I usually go by the back of the neck as well but I don't find LO settles when he's cold either so that's usually my main indication x


----------



## rosyfeathers

My HV told me to always feel their chest & back -
thats what ive always gone by...:flower:


----------



## charliesmom

I used to check her chest, but now being winter and all, it's hard to stick your hands down 4 layers of clothes without waking her up. So I feel her hands, if they're pretty icy, I add another blankie. If they are really warm, I'm probably suffocating her. I fuss about her temp for at least 15 mins before I fall asleep every night, checking her hands and deciding how many blankies to put on... the life of a mom.


----------



## TennisGal

HV told me chest, but doc said back of neck...as sometimes, as CM says, it's hard to feel their chest when they are asleep!

Gro-bags have been great for us, as DD kicks off every single blanket put on her. Fair enough if she likes to do that in normal weather, but I had a chat with her and told her it's really not a great idea in minus temps! :lol:


----------



## rosyfeathers

charliesmom said:


> I used to check her chest, but now being winter and all, it's hard to stick your hands down 4 layers of clothes without waking her up. So I feel her hands, if they're pretty icy, I add another blankie. If they are really warm, I'm probably suffocating her. I fuss about her temp for at least 15 mins before I fall asleep every night, checking her hands and deciding how many blankies to put on... the life of a mom.

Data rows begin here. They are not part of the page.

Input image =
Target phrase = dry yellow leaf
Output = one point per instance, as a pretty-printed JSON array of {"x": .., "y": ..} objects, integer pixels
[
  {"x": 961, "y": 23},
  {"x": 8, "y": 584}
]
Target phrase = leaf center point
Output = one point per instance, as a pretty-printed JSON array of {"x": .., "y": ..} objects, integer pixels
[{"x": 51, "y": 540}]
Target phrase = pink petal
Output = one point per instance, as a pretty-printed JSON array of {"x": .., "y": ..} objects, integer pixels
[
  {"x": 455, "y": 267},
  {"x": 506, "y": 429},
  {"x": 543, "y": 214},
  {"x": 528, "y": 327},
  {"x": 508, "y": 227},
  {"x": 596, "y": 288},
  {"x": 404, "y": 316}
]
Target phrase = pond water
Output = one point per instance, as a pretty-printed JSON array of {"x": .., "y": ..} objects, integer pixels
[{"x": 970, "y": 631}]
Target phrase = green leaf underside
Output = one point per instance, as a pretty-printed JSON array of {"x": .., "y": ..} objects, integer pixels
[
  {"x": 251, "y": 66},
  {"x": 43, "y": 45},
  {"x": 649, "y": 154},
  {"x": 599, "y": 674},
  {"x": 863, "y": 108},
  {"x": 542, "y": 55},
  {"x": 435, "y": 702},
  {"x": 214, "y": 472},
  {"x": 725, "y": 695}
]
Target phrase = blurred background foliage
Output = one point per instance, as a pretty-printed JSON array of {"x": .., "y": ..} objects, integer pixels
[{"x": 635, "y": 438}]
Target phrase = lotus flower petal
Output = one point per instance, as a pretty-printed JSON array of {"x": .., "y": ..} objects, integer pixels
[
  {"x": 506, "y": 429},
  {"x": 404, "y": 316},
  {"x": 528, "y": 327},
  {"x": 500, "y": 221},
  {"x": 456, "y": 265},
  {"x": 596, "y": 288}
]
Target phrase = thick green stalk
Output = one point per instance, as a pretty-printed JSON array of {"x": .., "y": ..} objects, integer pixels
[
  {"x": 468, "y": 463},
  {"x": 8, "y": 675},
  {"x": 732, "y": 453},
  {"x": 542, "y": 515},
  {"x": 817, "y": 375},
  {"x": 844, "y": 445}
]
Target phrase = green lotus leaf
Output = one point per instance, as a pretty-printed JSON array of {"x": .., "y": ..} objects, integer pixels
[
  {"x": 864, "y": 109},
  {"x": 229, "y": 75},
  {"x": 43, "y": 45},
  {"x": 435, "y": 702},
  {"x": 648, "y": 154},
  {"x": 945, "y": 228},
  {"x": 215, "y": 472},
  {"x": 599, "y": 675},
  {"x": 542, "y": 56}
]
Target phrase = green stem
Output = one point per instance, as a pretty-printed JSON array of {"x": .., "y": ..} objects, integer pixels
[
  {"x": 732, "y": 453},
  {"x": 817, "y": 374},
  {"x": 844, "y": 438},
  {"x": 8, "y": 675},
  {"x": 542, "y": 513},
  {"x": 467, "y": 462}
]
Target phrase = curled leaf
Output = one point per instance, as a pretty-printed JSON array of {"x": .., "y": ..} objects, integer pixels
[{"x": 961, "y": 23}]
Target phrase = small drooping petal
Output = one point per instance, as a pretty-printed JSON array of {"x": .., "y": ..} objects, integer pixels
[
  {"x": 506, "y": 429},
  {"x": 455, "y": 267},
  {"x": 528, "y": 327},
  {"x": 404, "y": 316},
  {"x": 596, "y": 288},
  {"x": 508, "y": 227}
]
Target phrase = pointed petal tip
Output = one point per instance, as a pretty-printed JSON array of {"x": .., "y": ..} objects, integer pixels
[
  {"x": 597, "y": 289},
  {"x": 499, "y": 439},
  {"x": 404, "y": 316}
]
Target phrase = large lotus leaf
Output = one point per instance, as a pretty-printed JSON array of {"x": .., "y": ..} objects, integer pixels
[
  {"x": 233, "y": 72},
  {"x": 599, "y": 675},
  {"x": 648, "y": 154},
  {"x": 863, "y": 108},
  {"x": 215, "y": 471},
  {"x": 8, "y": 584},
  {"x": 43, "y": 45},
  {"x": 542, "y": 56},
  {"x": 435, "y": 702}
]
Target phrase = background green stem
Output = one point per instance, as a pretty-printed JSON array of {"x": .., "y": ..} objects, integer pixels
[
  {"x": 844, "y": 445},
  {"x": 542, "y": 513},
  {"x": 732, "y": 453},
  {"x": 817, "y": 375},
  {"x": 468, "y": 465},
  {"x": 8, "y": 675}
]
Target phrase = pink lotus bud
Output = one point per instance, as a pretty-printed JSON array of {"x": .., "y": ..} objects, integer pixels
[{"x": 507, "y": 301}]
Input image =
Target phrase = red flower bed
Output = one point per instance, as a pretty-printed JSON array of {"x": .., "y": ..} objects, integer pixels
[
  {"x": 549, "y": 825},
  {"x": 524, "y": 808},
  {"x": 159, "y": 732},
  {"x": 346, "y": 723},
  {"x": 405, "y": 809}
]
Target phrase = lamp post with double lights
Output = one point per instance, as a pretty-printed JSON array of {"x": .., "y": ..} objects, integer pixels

yea, i agree, when i started checking on Faith when she was a few wks old, she wud wake up, but after a while she got used to it, & i think she got so used to it that i cud even add another layer of clothing( as i never used blankies) if her chest felt cool, & shed just stir & go back to sleep...
With Christina at the moment she also wakes up briefly, but never kicks up a fuss, just turns her head and puts her thumb in her mouth & goes back to sleep:baby: - you are so right - the life of a mom!! every nite i also spend a good 1/2 hr trying to decide if i need to add another layer on or not!!..:-k


----------



## Mumiof2

I always check the back of the neck x


----------